Male, five hundred pounds, the bear
was massive in front, and tapered toward the bare
patch on the furred almost curly truculent rear.
Such a hot midsummer, such a tired bear.
He was like a god—so much space was filled with bear.
Like a cumulonimbus come down to earth—a density of bear
with blood in him, and teeth, and a bear
liver and bear
lights. A pirate bear, a private bear, a lone bear,
it may be a father bear, it is a son bear,
a quarantine bear,
doing the essential work of his life—an endangered bear.
We did not share breath—I was behind the window, and the bear
passed on the other side of the porch rails like a bear
passing through bars of sunlight. And bears
are imprisoned now in smaller and smaller wild jails for bears.
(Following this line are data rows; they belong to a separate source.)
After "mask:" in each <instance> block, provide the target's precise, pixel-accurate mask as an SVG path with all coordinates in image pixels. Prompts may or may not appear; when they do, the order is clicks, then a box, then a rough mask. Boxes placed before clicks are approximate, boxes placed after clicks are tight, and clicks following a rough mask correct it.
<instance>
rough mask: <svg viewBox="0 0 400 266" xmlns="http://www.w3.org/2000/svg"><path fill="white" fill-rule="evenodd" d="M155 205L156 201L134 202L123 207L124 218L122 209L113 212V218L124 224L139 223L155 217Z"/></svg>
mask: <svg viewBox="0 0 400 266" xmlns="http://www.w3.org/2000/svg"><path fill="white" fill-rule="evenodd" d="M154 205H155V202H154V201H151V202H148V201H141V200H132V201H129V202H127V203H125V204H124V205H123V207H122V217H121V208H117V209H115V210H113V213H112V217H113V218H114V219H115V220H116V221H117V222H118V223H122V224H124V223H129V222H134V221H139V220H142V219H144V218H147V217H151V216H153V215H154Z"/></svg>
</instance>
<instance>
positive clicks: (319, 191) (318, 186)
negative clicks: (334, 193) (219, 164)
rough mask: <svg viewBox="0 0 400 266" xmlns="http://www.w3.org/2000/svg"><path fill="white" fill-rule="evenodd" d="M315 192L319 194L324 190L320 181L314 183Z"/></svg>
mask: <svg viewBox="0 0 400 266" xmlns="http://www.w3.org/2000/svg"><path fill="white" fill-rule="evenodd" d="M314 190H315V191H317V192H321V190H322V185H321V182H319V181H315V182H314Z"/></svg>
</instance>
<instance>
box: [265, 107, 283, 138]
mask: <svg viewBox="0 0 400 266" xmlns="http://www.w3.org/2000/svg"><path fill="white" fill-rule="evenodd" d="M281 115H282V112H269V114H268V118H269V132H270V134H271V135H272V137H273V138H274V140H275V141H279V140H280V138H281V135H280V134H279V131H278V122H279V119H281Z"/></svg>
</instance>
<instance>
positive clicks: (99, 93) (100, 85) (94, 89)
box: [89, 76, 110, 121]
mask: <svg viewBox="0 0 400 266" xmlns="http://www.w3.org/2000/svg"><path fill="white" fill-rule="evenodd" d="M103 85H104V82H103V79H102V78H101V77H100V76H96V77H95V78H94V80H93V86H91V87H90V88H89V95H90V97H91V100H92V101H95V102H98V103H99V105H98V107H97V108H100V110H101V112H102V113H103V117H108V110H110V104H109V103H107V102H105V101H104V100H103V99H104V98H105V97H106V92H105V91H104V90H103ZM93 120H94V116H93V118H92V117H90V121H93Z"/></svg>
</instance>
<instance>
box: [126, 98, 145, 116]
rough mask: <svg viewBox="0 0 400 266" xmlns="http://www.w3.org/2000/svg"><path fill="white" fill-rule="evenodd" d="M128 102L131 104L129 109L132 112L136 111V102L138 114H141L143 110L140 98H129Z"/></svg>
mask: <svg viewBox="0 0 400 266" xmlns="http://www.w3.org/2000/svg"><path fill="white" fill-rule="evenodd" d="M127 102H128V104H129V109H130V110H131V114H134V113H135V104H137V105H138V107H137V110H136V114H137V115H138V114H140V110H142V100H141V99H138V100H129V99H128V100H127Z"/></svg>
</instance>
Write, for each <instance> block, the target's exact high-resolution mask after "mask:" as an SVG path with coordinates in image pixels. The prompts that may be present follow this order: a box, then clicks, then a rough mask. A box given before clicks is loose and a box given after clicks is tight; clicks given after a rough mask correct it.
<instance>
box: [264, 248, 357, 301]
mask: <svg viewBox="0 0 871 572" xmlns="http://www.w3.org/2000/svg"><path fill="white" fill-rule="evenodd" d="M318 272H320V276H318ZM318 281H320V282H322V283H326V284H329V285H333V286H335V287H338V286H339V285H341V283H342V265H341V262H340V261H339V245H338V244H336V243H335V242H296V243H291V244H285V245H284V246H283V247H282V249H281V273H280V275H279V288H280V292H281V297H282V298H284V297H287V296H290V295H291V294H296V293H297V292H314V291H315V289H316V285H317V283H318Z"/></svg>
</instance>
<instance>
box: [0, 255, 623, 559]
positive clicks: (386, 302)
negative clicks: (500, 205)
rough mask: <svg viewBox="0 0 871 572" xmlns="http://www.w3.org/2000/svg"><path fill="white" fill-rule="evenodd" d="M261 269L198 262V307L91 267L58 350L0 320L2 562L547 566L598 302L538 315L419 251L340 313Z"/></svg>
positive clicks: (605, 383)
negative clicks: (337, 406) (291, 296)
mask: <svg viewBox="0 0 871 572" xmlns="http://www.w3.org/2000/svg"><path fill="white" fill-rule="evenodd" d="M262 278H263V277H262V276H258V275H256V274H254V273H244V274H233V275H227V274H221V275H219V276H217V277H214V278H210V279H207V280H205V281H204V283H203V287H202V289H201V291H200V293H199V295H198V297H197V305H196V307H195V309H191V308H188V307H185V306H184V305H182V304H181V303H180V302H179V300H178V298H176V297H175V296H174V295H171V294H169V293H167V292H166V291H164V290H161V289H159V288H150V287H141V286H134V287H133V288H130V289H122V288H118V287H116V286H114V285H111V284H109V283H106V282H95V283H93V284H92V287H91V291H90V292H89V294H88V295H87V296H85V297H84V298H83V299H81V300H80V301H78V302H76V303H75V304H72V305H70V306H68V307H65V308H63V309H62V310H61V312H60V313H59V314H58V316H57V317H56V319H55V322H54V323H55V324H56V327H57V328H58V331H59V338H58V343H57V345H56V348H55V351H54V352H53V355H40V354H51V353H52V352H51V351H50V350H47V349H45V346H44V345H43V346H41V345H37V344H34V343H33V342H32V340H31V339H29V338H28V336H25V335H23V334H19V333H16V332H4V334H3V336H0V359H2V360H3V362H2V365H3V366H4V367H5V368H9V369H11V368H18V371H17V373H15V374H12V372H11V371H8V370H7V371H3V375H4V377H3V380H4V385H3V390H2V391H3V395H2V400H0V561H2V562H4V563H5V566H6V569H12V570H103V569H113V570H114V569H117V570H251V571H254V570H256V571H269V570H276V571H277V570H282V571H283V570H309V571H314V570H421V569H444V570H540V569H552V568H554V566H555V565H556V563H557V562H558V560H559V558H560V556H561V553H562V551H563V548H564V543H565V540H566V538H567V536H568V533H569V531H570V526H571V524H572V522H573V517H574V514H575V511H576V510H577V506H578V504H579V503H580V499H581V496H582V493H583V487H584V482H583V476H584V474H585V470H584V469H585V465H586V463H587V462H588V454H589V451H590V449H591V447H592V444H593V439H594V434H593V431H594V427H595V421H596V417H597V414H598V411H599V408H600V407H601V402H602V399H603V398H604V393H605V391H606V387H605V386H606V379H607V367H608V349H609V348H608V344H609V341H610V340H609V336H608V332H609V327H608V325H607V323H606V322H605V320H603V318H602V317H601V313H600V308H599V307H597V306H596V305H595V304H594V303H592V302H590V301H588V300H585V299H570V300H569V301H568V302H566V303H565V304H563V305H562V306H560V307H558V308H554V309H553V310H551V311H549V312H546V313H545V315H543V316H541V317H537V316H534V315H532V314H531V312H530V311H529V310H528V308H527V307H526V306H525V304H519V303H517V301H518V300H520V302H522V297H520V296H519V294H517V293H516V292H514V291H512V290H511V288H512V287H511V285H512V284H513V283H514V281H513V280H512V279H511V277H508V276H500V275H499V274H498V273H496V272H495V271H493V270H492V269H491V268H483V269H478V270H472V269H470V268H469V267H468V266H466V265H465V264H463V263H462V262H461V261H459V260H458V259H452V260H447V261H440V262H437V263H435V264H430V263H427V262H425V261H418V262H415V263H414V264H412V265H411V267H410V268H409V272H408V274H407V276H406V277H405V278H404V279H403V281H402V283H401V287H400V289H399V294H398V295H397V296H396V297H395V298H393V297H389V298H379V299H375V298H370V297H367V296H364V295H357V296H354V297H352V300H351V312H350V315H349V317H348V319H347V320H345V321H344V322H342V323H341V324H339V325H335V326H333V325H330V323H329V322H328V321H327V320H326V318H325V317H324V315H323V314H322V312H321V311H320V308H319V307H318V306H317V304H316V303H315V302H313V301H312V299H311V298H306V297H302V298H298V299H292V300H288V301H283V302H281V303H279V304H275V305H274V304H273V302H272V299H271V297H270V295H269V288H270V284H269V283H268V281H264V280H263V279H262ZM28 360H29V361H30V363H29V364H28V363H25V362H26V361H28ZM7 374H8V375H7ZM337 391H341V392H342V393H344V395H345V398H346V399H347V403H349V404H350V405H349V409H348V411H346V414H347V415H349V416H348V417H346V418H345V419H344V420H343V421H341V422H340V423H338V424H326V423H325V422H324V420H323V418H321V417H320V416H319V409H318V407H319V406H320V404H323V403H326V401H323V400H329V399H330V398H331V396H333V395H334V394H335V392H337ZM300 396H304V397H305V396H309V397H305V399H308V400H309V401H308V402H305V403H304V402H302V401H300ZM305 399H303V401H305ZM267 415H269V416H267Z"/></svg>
When I stand at a bush now and pick a blackberry,
I wonder how the bear
does it, with his teeth or his bear
claws, which in my youth were bear-
mitt pastries, brown sugar embedded with poppy seeds like the dirt and gore in bear
hands—people were eaten by bears
every summer. My favorite part of this bear
was his velvety golden-brown bear
muzzle. Galway and I were mates, in a way—a friendship that could bear
strong hugs. To me, a male—bear
or human—was an unknown, like my husband, like Galway. I bore
many poems by Galway, and he bore
many by me. Was “The Bear”
a boy? I think so. A human being was male, then. A girl bear
might have seemed too much like a mother—what man then could bear
his mother. I think this song is like a mate for Galway’s “Bear.”
A friend at the end of the world—it is barely
known how long we can go on. A wish for the bear:
pleasure, safe cubs born
and yet to be born; ease of bear
heart’s ease, and a dream of a bear
heaven, hills and woods of comb-born honey.